05 September 2011

A "History" of Wargaming?

So the guys at Foreign Policy magazine drop this "history"/timeline called War Games: A Short History on unsuspecting readers.

Ever since the first warrior picked up a wooden stick in imitation of a sword, the line between war and entertainment has been decidedly blurry. Military training in ancient Greece and chivalric Europe gave rise to the Olympics and medieval jousting tournaments; paintball guns and video games have become tools for honing the skills of today's soldiers. The realm of strategy, however, is where games have exerted the most remarkable impact on the conduct of war, serving as a tool for, as one U.S. Army general put it, "writing history in advance."

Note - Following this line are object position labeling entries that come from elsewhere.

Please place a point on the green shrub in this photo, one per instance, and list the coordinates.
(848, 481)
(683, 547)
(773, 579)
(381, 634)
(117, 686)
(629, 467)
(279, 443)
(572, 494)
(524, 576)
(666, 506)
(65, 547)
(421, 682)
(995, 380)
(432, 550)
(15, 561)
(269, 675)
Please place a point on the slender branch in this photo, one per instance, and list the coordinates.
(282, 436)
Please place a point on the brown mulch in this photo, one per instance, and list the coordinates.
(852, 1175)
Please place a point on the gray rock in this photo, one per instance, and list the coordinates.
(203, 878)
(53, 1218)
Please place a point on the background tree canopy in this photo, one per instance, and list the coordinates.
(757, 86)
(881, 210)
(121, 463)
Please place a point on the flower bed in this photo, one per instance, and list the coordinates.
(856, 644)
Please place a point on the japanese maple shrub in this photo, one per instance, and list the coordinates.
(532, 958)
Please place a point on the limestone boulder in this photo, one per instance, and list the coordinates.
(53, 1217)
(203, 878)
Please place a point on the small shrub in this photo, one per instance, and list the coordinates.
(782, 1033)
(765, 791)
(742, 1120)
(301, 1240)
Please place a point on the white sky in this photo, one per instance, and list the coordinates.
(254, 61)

I leave it to you, dear readers... what are the major events in the history of wargaming that he missed?

I'll start with a few:
- 1954: Avalon Hill Founded
- 1969: SPI Founded
- 1990: Gulf Strike board wargame used to play out multiple strategies for the operations that would become Desert Shield/Storm.

Add your own to the comments below.

By: Brant

4 comments:

besilarius said...

A really seminal moment in gaming was in 1824, I think, when Leutnant von Reittwitz of the Prussian Guard Artillery got the Prussian Army's Quartermaster General, von Muffling(?), to try his Kriegspiell. Halfway through the map exercise, von Muffling exclaimed, "This is not a game, it is a training for war!" He was as good as his word, and in a short time each Prussian regiment had its own set of pieces and rules for playing von Reittwitz's Kriegspiel.
One enthusiastic gamer was Helmuth von Moltke who formed a club, Kriegspiel Verein.
Although there was a long period of time between European wars in the nineteenth century, one advantage of the Prussians was they had a game that let them confront the problems of field command.

Brant said...

look in the article under the 1811 bullet heading...

Brian said...

I think the Generation Gap between waves of wargamers is showing here... wargamers are supposed to know so much more history than the average Joe, but it appears this one's forgotten his own.

Anonymous said...

I'd probably add the development and release of the free FPS game America's Army by the US Army as an interesting moment in wargaming history, if only because it reflected a conscious decision by the military to turn to gaming for recruiting purposes.